This week the FCC concluded that “broadband is not being deployed to all Americans in a reasonable and timely fashion” in its eighth annual “Broadband Progress Report.” It found 19 million Americans are still without fixed broadband access.
But note the word ‘fixed’ – this conclusion doesn’t include mobile access. The FCC didn’t forget wireless broadband; they explicitly chose not to include it. In fact, the FCC is operating under the mandate that all Americans should have access to fixed and mobile broadband. They use this as a justification for excluding mobile in their determination – that it should be assessed separately, even though no such assessment has been made. So someone who has a smartphone but no access to a wireline connection still counts as not having access.

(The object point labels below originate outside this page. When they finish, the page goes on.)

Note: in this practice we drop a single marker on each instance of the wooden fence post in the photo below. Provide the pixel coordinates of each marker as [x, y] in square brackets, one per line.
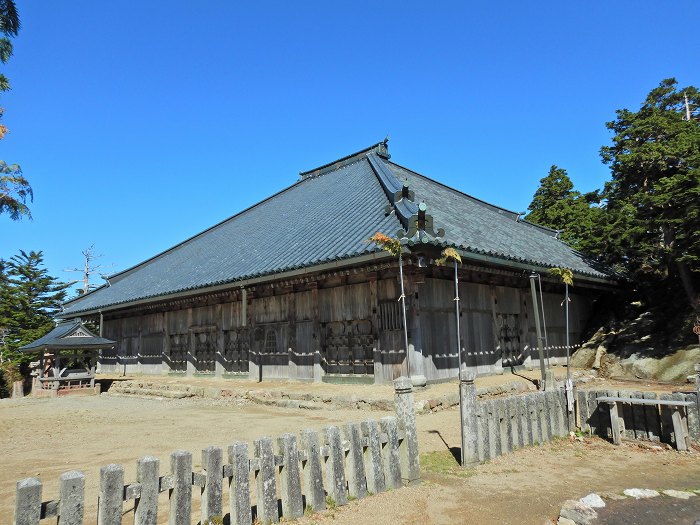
[28, 502]
[290, 477]
[265, 481]
[109, 506]
[146, 505]
[71, 506]
[181, 491]
[239, 484]
[212, 462]
[312, 469]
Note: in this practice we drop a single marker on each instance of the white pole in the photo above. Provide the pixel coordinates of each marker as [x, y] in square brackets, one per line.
[405, 325]
[459, 345]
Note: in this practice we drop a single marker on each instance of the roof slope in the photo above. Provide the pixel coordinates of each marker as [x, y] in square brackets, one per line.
[327, 216]
[68, 334]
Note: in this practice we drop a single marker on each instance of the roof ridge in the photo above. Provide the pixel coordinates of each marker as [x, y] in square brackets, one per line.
[380, 148]
[475, 199]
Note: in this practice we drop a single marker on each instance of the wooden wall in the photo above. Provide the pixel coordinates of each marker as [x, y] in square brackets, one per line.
[346, 326]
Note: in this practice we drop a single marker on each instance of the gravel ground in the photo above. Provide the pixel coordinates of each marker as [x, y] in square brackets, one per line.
[45, 437]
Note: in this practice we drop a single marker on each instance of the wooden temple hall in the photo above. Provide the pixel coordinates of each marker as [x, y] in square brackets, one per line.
[291, 287]
[67, 358]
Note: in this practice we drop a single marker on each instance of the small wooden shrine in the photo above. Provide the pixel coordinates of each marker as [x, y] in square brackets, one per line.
[67, 357]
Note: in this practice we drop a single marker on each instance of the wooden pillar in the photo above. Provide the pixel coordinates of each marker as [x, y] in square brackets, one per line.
[374, 309]
[166, 359]
[189, 358]
[292, 349]
[253, 356]
[525, 346]
[220, 343]
[414, 280]
[316, 332]
[497, 363]
[57, 368]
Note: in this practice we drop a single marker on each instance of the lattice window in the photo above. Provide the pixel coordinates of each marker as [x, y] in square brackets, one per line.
[270, 342]
[390, 316]
[179, 344]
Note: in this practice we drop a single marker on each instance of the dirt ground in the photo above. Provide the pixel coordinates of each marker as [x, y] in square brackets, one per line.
[45, 437]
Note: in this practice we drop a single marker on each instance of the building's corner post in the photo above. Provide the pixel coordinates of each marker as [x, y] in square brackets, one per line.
[415, 341]
[549, 383]
[467, 408]
[248, 314]
[374, 309]
[316, 332]
[293, 350]
[406, 415]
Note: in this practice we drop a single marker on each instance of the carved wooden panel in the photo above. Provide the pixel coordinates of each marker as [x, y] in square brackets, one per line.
[235, 358]
[349, 347]
[204, 351]
[179, 344]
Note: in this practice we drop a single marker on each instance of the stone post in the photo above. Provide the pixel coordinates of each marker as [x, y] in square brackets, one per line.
[405, 412]
[373, 457]
[467, 412]
[146, 506]
[71, 498]
[239, 484]
[111, 495]
[290, 477]
[335, 466]
[697, 386]
[212, 462]
[181, 492]
[391, 456]
[28, 502]
[355, 465]
[312, 469]
[265, 481]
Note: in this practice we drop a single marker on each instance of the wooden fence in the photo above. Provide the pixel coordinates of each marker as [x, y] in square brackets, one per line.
[499, 426]
[320, 468]
[652, 423]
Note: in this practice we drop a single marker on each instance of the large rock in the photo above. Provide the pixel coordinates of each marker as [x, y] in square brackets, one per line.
[578, 512]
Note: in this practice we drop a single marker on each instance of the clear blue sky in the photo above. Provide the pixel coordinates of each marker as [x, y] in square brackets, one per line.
[139, 124]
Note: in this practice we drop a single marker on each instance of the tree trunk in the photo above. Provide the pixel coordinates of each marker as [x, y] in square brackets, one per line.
[688, 286]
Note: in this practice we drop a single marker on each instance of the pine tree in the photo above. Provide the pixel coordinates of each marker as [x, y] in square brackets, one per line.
[653, 199]
[29, 300]
[557, 205]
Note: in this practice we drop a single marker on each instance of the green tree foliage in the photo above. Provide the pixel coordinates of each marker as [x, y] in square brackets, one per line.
[29, 299]
[653, 200]
[558, 206]
[14, 188]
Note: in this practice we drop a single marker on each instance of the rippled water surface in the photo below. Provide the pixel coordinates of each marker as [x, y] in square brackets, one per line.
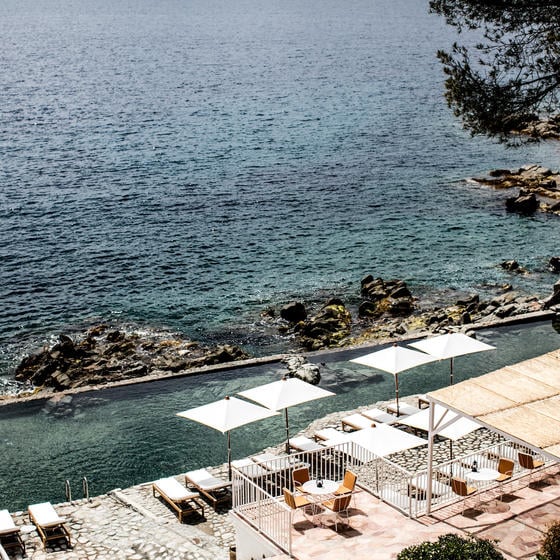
[120, 437]
[185, 163]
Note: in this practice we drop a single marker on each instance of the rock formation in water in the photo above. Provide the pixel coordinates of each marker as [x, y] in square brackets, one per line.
[538, 188]
[105, 355]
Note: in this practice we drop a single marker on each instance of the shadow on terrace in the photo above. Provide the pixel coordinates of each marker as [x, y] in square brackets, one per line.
[264, 520]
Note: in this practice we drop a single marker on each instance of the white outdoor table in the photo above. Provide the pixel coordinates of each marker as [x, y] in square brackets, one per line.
[329, 487]
[482, 476]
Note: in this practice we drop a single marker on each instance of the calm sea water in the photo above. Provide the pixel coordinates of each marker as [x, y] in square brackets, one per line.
[119, 437]
[185, 163]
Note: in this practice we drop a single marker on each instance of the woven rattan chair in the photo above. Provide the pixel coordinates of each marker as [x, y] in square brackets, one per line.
[505, 468]
[297, 503]
[529, 462]
[339, 506]
[459, 487]
[300, 477]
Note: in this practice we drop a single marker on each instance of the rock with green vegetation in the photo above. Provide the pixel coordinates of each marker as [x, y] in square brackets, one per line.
[550, 548]
[452, 547]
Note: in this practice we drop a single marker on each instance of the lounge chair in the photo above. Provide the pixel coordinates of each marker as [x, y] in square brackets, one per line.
[357, 422]
[49, 525]
[249, 468]
[404, 409]
[330, 434]
[216, 490]
[10, 535]
[181, 499]
[302, 443]
[377, 415]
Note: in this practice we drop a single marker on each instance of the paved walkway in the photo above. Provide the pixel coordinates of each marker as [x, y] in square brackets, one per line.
[379, 532]
[131, 525]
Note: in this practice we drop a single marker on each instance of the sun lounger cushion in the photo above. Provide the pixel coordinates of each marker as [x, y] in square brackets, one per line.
[329, 434]
[248, 467]
[174, 490]
[7, 524]
[45, 515]
[302, 443]
[357, 421]
[204, 479]
[404, 409]
[272, 462]
[377, 415]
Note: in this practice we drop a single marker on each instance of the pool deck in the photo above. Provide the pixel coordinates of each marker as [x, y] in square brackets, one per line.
[131, 524]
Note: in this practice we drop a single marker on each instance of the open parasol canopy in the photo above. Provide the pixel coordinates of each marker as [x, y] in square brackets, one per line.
[282, 394]
[450, 345]
[225, 415]
[394, 360]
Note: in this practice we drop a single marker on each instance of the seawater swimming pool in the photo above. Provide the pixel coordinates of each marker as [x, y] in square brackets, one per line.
[123, 436]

That’s just silly – by excluding mobile access, the FCC is missing the fastest growing segment of the broadband market. And at this point it may take longer for all Americans to have access to fixed broadband than to mobile. The Telecommunications Industry Association estimates investment on mobile broadband infrastructure could total $100 billion through 2015. The FCC’s own data suggests that if access to either fixed or mobile were counted, the number of Americans without broadband access could be as low as 5.5 million.
Such an obvious exclusion makes the report’s findings hard to use in a meaningful way. It’s like judging a book by its cover – you’re missing a vital part of the story. Yet important regulatory decisions are being derived from this report. The only conclusion I derived from this report is that the FCC needs to adapt its mandates in a way that keeps pace with the fast-changing broadband landscape.